En effet, on a prédit une baisse de la possession de véhicules personnels et une augmentation des modèles de partage. Les modèles de partage arrivent, mais peut-être pas au rythme prévu initialement. Les gens sont souvent traditionnels et habitués à posséder leur propre voiture, et la transition vers de nouveaux modèles peut prendre du temps. Dans de nombreuses régions, les services d’autopartage et de covoiturage ne sont pas encore aussi répandus ou disponibles qu’il le faudrait pour remplacer complètement la possession d’un véhicule personnel. Les modèles d’autopartage ont souvent des restrictions en termes de trajets, de disponibilité et de durée d’utilisation, ce qui peut les rendre moins attrayants. De même, les modèles d’abonnement ne remplaceront pas nécessairement la possession d’un véhicule pour tout le monde. Ils offrent une alternative attrayante aux personnes qui apprécient la flexibilité et la diversité et qui ne souhaitent pas être liées par un contrat à long terme.
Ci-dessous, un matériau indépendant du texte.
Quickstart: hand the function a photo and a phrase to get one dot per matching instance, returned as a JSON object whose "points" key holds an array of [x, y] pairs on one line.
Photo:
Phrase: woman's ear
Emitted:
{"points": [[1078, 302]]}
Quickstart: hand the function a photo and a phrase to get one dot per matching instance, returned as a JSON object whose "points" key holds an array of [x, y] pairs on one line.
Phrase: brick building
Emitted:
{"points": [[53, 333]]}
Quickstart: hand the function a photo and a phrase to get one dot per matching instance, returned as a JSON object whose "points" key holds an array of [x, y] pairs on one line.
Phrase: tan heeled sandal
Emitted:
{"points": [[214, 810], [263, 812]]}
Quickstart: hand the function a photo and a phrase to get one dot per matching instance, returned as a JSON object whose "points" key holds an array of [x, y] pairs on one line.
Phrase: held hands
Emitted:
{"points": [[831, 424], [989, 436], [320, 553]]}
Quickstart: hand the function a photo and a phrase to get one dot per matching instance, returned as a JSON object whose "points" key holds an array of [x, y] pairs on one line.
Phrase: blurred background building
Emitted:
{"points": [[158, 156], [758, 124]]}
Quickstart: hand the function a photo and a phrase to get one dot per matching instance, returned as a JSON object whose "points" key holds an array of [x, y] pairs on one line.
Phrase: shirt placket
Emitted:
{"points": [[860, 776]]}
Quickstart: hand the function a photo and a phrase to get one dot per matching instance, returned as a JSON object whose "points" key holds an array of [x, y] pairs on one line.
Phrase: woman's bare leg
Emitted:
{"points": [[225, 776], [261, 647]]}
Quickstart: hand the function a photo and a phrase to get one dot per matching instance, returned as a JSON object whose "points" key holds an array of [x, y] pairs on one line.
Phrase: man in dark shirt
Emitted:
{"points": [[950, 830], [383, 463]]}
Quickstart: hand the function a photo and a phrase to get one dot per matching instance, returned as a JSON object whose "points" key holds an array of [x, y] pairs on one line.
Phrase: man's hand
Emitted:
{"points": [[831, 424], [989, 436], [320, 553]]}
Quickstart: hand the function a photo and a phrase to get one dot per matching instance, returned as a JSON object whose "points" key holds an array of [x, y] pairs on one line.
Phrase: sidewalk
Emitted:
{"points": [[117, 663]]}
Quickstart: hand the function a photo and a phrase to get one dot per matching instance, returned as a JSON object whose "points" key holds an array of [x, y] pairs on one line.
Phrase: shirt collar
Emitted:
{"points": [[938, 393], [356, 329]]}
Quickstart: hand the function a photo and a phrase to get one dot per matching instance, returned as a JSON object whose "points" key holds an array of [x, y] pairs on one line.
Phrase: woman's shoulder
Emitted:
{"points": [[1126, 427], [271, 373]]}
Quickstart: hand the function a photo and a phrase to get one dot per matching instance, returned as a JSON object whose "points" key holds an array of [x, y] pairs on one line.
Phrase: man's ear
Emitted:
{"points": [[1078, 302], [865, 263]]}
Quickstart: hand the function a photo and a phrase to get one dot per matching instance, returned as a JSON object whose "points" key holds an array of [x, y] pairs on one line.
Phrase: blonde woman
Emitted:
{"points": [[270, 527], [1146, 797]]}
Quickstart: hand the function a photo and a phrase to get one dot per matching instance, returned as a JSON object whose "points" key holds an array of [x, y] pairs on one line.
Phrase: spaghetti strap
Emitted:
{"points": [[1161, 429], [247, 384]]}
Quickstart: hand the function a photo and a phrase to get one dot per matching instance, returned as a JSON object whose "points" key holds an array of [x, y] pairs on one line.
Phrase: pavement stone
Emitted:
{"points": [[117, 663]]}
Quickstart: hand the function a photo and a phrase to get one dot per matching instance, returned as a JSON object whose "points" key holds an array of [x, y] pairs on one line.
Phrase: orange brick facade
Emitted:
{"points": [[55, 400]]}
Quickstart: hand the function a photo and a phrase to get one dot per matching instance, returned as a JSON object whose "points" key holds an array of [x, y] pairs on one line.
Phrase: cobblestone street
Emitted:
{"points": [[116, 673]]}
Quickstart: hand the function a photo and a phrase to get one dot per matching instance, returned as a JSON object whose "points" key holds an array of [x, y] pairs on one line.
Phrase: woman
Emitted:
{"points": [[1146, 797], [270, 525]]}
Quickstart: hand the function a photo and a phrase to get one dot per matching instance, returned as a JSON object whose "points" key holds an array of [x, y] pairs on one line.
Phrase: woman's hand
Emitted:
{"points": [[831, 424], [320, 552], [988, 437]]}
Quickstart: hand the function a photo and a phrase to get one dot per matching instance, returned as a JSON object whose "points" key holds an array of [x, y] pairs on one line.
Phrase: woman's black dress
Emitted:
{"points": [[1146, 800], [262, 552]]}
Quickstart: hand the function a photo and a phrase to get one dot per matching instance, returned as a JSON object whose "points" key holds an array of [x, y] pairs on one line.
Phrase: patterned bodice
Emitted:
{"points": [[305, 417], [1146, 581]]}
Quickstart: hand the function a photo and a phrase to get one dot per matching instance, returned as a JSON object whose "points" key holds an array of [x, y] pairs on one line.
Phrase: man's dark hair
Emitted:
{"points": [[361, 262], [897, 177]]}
Les abonnements automobiles sont nettement plus populaires chez les hommes que chez les femmes. Y a-t-il une raison à cela ? 
Aujourd’hui, les femmes accordent plus d’importance à la possession de leur propre voiture qu’à la flexibilité offerte par un abonnement automobile. De plus, la durée moyenne de détention d’un véhicule chez les femmes est de cinq ans en moyenne. Les abonnements automobiles ne sont pas conçus pour une durée aussi longue. 
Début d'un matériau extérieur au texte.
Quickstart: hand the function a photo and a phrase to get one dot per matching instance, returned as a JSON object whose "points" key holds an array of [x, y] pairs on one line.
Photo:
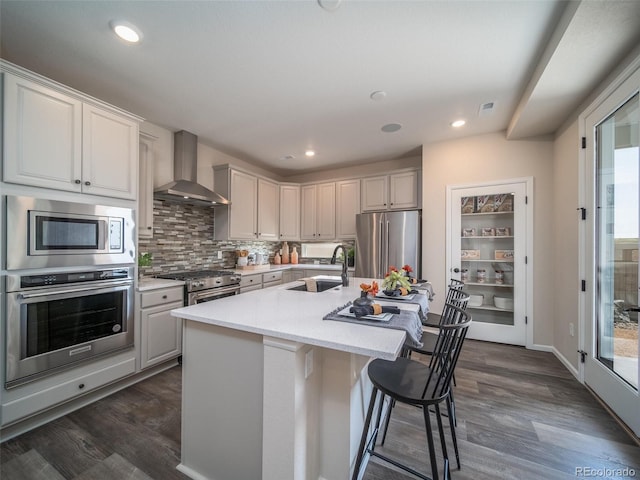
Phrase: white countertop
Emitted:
{"points": [[150, 283], [291, 266], [297, 316]]}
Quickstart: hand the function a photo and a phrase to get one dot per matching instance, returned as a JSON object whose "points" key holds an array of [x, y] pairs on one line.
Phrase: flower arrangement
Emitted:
{"points": [[370, 289], [396, 279]]}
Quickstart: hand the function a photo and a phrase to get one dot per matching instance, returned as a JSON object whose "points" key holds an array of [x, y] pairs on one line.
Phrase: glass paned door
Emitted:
{"points": [[617, 233], [488, 236], [611, 244]]}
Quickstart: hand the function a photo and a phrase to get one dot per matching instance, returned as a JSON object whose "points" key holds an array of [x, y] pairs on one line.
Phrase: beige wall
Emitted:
{"points": [[566, 283], [482, 159], [357, 170]]}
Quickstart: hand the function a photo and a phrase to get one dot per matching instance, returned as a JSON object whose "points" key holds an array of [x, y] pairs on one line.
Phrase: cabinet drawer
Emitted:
{"points": [[272, 277], [258, 286], [49, 397], [249, 280], [158, 297]]}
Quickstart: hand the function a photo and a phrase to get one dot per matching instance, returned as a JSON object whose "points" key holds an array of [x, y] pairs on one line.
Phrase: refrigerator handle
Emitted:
{"points": [[387, 249], [380, 258]]}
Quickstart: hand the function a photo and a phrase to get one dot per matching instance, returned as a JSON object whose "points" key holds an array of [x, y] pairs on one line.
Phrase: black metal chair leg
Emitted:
{"points": [[430, 444], [443, 443], [365, 434], [387, 419], [452, 410], [453, 433]]}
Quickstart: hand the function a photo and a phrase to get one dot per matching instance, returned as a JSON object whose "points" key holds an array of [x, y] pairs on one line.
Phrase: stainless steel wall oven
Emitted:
{"points": [[55, 320]]}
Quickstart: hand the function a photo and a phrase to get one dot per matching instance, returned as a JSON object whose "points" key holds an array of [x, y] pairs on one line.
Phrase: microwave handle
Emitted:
{"points": [[73, 290]]}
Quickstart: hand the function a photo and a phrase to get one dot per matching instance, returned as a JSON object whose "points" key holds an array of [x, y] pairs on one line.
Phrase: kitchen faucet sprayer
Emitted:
{"points": [[345, 278]]}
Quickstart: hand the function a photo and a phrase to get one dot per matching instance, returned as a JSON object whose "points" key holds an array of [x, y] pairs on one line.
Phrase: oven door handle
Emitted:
{"points": [[215, 292], [49, 293]]}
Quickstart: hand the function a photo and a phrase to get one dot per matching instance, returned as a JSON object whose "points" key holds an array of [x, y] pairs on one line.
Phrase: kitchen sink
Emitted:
{"points": [[322, 284]]}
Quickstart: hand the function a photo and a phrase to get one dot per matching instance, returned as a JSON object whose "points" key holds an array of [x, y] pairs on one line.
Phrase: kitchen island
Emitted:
{"points": [[272, 391]]}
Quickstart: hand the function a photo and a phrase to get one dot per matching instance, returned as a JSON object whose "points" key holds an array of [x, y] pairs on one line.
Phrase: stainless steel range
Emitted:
{"points": [[206, 285]]}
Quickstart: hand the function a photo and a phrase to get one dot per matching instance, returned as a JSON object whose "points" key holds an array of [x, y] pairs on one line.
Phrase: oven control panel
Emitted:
{"points": [[65, 278]]}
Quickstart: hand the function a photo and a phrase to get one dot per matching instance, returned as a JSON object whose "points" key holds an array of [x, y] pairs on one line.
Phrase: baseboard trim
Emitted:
{"points": [[11, 431], [567, 363], [618, 420]]}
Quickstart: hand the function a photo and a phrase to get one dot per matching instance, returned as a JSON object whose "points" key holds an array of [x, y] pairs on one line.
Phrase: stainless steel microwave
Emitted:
{"points": [[48, 233]]}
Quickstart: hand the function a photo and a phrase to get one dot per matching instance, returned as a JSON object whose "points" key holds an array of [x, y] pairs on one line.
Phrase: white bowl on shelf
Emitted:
{"points": [[504, 303], [475, 300]]}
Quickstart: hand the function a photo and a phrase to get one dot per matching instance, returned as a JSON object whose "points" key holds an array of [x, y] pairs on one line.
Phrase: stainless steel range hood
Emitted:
{"points": [[184, 188]]}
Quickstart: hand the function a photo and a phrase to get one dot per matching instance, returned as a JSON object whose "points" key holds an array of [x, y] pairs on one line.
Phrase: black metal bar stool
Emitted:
{"points": [[414, 383]]}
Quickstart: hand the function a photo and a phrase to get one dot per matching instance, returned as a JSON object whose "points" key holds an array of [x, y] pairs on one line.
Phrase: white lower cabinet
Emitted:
{"points": [[271, 279], [291, 275], [250, 282], [35, 397], [160, 333]]}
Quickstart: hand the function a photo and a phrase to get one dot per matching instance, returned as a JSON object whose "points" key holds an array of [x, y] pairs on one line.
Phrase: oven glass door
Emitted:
{"points": [[212, 294], [54, 324], [54, 327]]}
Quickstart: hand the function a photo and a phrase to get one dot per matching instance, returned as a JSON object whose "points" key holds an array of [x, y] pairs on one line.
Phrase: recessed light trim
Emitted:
{"points": [[378, 95], [126, 31], [391, 127]]}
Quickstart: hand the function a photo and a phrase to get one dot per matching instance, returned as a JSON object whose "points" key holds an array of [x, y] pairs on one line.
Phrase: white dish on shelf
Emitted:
{"points": [[505, 303], [475, 300]]}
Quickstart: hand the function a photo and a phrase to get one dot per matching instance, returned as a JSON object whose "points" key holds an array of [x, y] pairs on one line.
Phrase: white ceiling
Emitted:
{"points": [[264, 79]]}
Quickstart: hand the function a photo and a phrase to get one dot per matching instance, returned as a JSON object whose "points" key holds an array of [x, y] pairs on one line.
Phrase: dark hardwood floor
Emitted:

Les enseignements provenant d’Allemagne et de grandes villes peuvent-ils être transposés à la Suisse, pays plutôt rural et comparativement plus prospère ?
Les abonnements automobiles sont davantage adoptés dans les zones urbaines, alors que la possession d’une voiture continue de dominer dans les régions rurales. 

Pourquoi pensez-vous que les e-carburants et la nostalgie des ­véhicules à combustion sont de mauvaises approches ? 
L’attachement à la technologie de combustion freine le changement vers une mobilité individuelle neutre en CO2. Et cela comporte le risque que l’industrie automobile européenne perde du terrain dans les formes de propulsion alternatives. L’UE et la Chine ont déjà fixé une date d’abandon de la technologie de combustion conventionnelle. La Chine étant le plus grand marché automobile du monde, son évolution est souvent considérée comme une direction pour l’ensemble du marché automobile. La discussion sur les e-carburants dans le domaine des voitures de tourisme donne l’impression que ceux-ci viennent d’être réinventés. Pourtant, les recherches sur ce sujet durent depuis aussi longtemps que celles sur l’électrification de la chaîne cinématique, mais contrairement à ces dernières, elles n’ont pas abouti à la maturité commerciale nécessaire pour le marché de masse. 

Quelle évolution voyez-vous dans le secteur des ­véhicules utilitaires, en particulier dans le transport longue distance ? La transmission électrique s’imposera-t-elle aussi dans ce ­domaine ou y aura-t-il des alternatives ? 
Dans le secteur des véhicules utilitaires, nous verrons différentes solutions de propulsion en fonction de l’utilisation. Outre les camions et les bus électriques, la technologie de l’hydrogène est développée pour les longues distances et les trains lourds.